Мадам отпускала. Она стояла в дверях спальни в голубом сверкающем халате,
зажмурив глаза, ожидая немедленных объятий молодого супруга..
С этого дня началась наша с Наташенькой работа, ее - в роли "фрейлины", моя -
в роли скрипача-затейника. Я играл перед важными гостями из Москвы (
например, прилетали два вице-премьера ) - и они удивлялись, откуда в такой
"дыре", в мире сумрачных метелей блестящий музыкант. Я играл и каким-то
туркам в зеленых чалмах, эти, слушая, сосали губами: харашо, очень харашо... Я
со своей скрипкой предстал и на съезде промышленников Сибири в ресторане
"Труба" - мне сограждане кидали червонцы в ноги... Но когда не было концертов
(это обычно днем), я должен был идти к жене "барона" и поддерживать с ней
светский разговор.
Моя Наташа в это время сидела за компьютером и телефонами в приемной
Концевича. Она принимала факсовки, варила кофе для шефа и посетителей,
улыбалась, улыбалась, улыбалась - так требовал Концевич. К вечеру она сменяла
меня - бежала к тоскующей от безделья мадам гладить ей платья и восхищаться ее
обувью. А я плелся в ресторан (деться мне больше некуда), играл за деньги. Я еще
не оставил мечту увезти мою Наташу за границу.

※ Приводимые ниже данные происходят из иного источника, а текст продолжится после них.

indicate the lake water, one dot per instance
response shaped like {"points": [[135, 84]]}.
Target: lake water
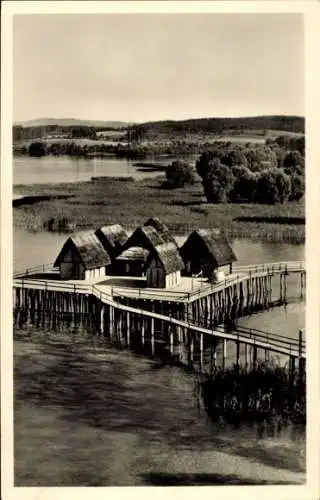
{"points": [[33, 249], [51, 169]]}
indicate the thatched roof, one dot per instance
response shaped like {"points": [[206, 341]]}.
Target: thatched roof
{"points": [[169, 257], [134, 253], [113, 238], [145, 237], [161, 228], [88, 247], [216, 245]]}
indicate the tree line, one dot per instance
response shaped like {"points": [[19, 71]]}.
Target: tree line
{"points": [[271, 173]]}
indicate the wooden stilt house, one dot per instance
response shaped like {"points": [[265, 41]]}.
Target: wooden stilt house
{"points": [[82, 257], [162, 229], [164, 265], [131, 262], [207, 251], [144, 237], [113, 239]]}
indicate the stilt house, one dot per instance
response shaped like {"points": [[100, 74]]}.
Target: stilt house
{"points": [[207, 251], [136, 250], [131, 262], [162, 229], [144, 237], [163, 268], [113, 239], [82, 257]]}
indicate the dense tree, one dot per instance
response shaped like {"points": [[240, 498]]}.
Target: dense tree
{"points": [[261, 158], [273, 186], [234, 156], [180, 173], [218, 182], [84, 132], [293, 162], [244, 187], [297, 187], [37, 148]]}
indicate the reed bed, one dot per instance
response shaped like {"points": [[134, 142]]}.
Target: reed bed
{"points": [[267, 392], [131, 202]]}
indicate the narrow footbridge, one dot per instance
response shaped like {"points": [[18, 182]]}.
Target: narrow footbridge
{"points": [[104, 295]]}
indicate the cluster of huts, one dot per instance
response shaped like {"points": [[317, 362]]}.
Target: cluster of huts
{"points": [[150, 251]]}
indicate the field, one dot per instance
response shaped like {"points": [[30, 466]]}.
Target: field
{"points": [[130, 202]]}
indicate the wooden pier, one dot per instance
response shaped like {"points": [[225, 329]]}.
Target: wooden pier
{"points": [[186, 326]]}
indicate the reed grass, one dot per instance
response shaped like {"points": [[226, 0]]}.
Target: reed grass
{"points": [[268, 391], [130, 202]]}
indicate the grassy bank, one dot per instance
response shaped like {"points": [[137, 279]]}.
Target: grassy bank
{"points": [[131, 202]]}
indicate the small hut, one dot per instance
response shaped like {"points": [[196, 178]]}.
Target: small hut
{"points": [[82, 257], [145, 237], [207, 251], [113, 239], [163, 268], [131, 262], [162, 229]]}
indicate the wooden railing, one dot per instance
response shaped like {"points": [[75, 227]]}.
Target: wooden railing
{"points": [[263, 340], [257, 338]]}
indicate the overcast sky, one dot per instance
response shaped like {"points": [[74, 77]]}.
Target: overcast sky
{"points": [[139, 67]]}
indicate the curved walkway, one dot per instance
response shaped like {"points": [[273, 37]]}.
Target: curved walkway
{"points": [[264, 340]]}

Прошел месяц, мы с ней толком не могли и поговорить - все время на людях. А
встретившись в гостиничном номере за полночь, не высыпались - в восемь Наташа
должна была быть на месте...
Но больше не секретарская работа ее донимала, а жена шефа.
- Зачем мне всё это?!. - восклицала Эля, расшвыривая дорогие платья по комнатам
( так рассказывала Наташа). - Куда я в этом могу пойти?! Летом здесь комар
размером с таракана... гнус... вы знаете, что такое гнус? О, это живой кошмар,
огненный воздух... А зимой? Зимой можно сдохнуть от волчьего воя... и не то что
телевизор, даже радио не работает - магнитные бури!.. Ну, съезжу я на пару недель
в Венецию или Барселону... но он же не может без своих буровых! Оставит меня -
и в Россию... - И мадам рыдала. - А там, Натали, там страшно одинокой... они же
все такие горячие, все жаждут схватить русскую девочку!
Видимо, не доставало ей ласки. Алик, как я понял, был великий ходок в своей
вотчине по амурной части. Я как-то заглянул к нему к кабинет (он сам пригласил),
смотрю - перед ним сидит одна из тех студенток, с которыми мы прилетели - одета
в роскошное бордовое платье с вырезом до бедра (прямо Кармен из стихотворения
Орлова...) и пьет, клянусь, не нарзан из фужера. Я не сразу признал в
длинноногой красавице "комсорга". Тем более, она теперь была не в очках. Всех
других ее спутников, оказывается, Концевич давно отправил на "материк", а Нелю
оставил заканчивать отчет для "гринписа". Знаем мы эти отчеты! Подмигнув мне,
Концевич тут же сделал лицо деловым, надменным, буркнул, что должен лететь на
одну далекую буровую, берет с собой секретаря. Но дело не в этом - прилетают
нефтяные начальнички из Башкирии, их угостят, но до завтра их надо побаловать.
- Неля им расскажет, как надо беречь природу... а ты поиграешь. Но смотри, не
отбей ее у меня!
- Так вы... Наташу хотите взять? - только сейчас я понял намерение Алика. - А... а
как же ваша супруга?
- Почитает книги! - небрежно махнул рукой Концевич.- Я лично всем хорошим во
мне обязан книгам. - И рассмеялся, и Неля-студентка тоже тихо засмеялась,
преданно глядя на него. Думаю, и платье, и кулон на груди - это были его подарки.
В сквернейшем настроении я вернулся домой и передал Наташе наш разговор с
шефом. Она заплакала.
- Что такое?..
- Я не хотела говорить... Он... он ко мне пристает... - Жалобным шепотом жена
рассказала, как он порой вызывает ее к себе официальным голосом, а лишь войдет
- вскочит, быстро хватает за талию и мурлычет: "Разве я немного не красив?.." И
даже, даже... наконец, Наташа досказала... говорит: "Чего ты боишься? Я же с
противопожарным средствами...". - Уедем отсюда, Андрей!
Легко сказать. Как?
И мне ведь тут не сахар. Людям музыка в ресторане нравится, но все считают
своим долгом угостить скрипача. В "Трубе" имеется еще неплохой аккордеонист,
и всё. От бесконечной водки у меня в голове свет вспыхивает, сердцу тесно... Но
хоть платят хорошо. У нас уже с Наташей кое-какие деньги накопились.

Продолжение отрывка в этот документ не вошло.